The Journal Gazette
Monday, May 13, 2019 1:00 am

Mothers enjoy annual day downtown

Light rain doesn't stop fun, trolleys

ASHLEY SLOBODA | The Journal Gazette

Despite the short, walkable distance between downtown attractions, Kelsey Edholm's two young daughters Sunday insisted on getting a lift – and not from just any vehicle.

Four trolleys spent about six hours shuttling families to more than three dozen shops, restaurants and venues participating in the fourth annual Mother's Day Downtown, presented by the Downtown Improvement District.

Edholm agreed to the trolley ride, which she thinks her daughters – Katie, 7, and Abby, 4 – remember most from a previous Mother's Day Downtown.

“Oh they love it,” the mother from Leo said, taking shelter under a nook from the afternoon rain.

Rain and cool temperatures aren't ideal conditions for the event, which in previous years had warm, sunny weather, said Rick Zolman, the DID's events and programming manager.

He expected attendance would be down from last year's turnout of 4,500.

Even so, he said, it could have been worse. He noted the rain held off the first three hours. 

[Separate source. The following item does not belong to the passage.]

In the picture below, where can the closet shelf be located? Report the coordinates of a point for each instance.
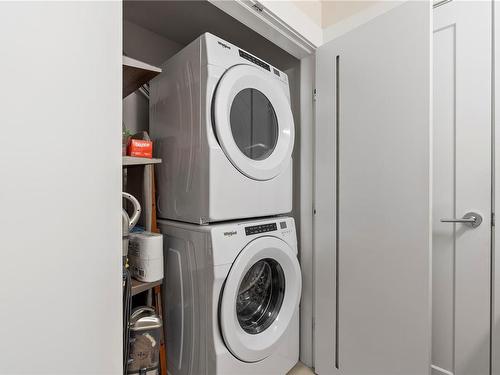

“We've had full trolleys,” he said, standing under a tent at the trolley hub at the Allen County Public Library plaza.

Community Transportation Network also operated shuttles with wheelchair accessibility.

Participating locations included Visit Fort Wayne, DeBrand Fine Chocolates, Artlink, The Old Fort, Embassy Theatre and Trinity English Lutheran Church, which welcomed family photographs in its cloister garden. Many sites offered discounts or special offers, such as a free item with a purchase.

The hope is visitors find reason to return, Zolman said.

Jackie Rennie and her companions, Stephanie Rennie and Heather Muncie, waited for a ride under an overhang just outside Creative Women of the World, one of eight sites that shared the popular trolley stop at Wayne and Harrison streets.

“We're still having fun,” Stephanie Rennie said.

“Even if you have to carry an umbrella,” Jackie Rennie added, noting she wanted to go to the event after seeing it advertised.

Farther west on Wayne Street, Emma Browning manned Emmie's Flower Cart, which was keeping busy at its temporary location outside Outer Grace Boutique. Customers could build a bouquet with such varieties as carnations, lilies and larkspur.

“We're still in good spirits, despite the rain,” said Browning, the owner.